Mi representante se llama Rosana. Viene cada año el tres de octubre a recoger mi manuscrito a la casa-barco donde vivimos Iván y yo en Costa del Silencio, cerca de la Montaña Amarilla. Es una mujer alta, se diría que esbelta, parece romana pero es madrileña y viste de Mango con sus zapatos de cuña y sus gafas de Oscar de la Renta. Tiene la voz gruesa y las uñas siempre manicureadas. La verdad es que me siento una minúscula ave salvaje a su lado, con mis pelos rizados y algo despeinados y mi cara sin maquillaje.
Le habló de mi existencia un amigo en común, Nico, quien le dijo que había una escritora algo buena que vivía en un remoto barrio del sur de Tenerife, y ella vino a leer mis relatos, antes de colgarlos en internet, y por algún motivo pensó que no era mala idea tenerme en su lista de fichajes, como si yo fuese una “canterana” de su Barça particular.
Cada año preparo bien mi manuscrito. Cuando empecé con ella le llevaba mis novelas y relatos en papel, ahora con un simple pendrive es suficiente. Reconozco que podríamos arreglarnos vía email, pero a ambas nos gusta el vis-a-vis anual y así ella ve si estoy bien, si me falta o sobra algo, si mi ánimo es el adecuado o necesito un respiro extra. Siempre me propone presentaciones. Bromea: “No me seas Pynchon”, y reímos, con la complicidad de quien ríe con un viejo chiste que ya no hace gracia.

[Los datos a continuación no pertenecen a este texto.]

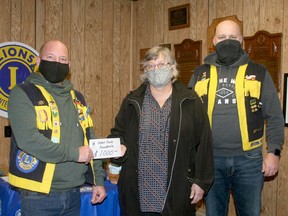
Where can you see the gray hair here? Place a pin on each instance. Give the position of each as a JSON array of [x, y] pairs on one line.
[[153, 54]]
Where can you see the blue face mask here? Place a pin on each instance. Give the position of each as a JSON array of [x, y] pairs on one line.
[[159, 77]]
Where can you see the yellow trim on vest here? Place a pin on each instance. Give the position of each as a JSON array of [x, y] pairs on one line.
[[85, 122], [48, 118], [241, 91], [240, 97], [212, 91], [43, 122]]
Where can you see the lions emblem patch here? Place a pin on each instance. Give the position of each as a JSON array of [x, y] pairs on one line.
[[25, 162], [17, 61]]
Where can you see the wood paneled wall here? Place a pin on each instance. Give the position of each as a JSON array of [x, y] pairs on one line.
[[105, 36]]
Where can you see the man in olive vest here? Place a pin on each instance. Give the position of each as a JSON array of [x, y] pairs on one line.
[[240, 97], [50, 157]]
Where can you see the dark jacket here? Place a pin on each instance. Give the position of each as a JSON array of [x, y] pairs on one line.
[[190, 158]]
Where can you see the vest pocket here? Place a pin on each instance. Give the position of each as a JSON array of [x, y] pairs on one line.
[[201, 87], [252, 88], [43, 120]]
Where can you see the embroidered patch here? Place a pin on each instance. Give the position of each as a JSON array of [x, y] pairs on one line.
[[25, 162], [17, 61]]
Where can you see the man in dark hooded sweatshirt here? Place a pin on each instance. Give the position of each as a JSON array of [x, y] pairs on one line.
[[239, 96]]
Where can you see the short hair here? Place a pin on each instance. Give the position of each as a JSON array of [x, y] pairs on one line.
[[153, 54]]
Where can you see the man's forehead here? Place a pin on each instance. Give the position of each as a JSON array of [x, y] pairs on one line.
[[228, 28]]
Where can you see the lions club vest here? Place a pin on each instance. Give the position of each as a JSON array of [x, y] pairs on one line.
[[28, 172]]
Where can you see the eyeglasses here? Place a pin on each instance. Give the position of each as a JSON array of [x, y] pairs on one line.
[[61, 59], [149, 67]]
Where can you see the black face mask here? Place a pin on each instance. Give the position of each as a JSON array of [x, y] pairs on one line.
[[53, 72], [228, 51]]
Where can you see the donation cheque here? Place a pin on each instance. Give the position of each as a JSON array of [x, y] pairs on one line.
[[105, 148]]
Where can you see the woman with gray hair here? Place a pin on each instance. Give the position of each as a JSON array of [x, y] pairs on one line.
[[167, 162]]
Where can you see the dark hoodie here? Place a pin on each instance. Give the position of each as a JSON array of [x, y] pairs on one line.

A ella no le gusta que mis novelas sean tan cortas o que yo no me ciña a las modas, a mí no me gustan sus zapatos ni las portadas que me propone. No le gusta que no me quiera sacar nuevas fotos para la contra, y a mí tampoco que las sinopsis de mis libros sean tan cortas. A ella no le gusta que no me quiera cortar el pelo y hacer un alisado japonés, ni a mí que en las segundas ediciones me ponga esas terribles bandas rojas anunciando las declaraciones de los periodistas de postín. Pero nos llevamos bien. Nos queremos y nos respetamos. Yo escribo a mi manera, con mis altos y mis bajos anímicos y ella ni se entera.
Me da pena, porque nuestra relación se basa en un cheque. En un mundo sin literatura, Rosana y yo nunca seríamos amigas.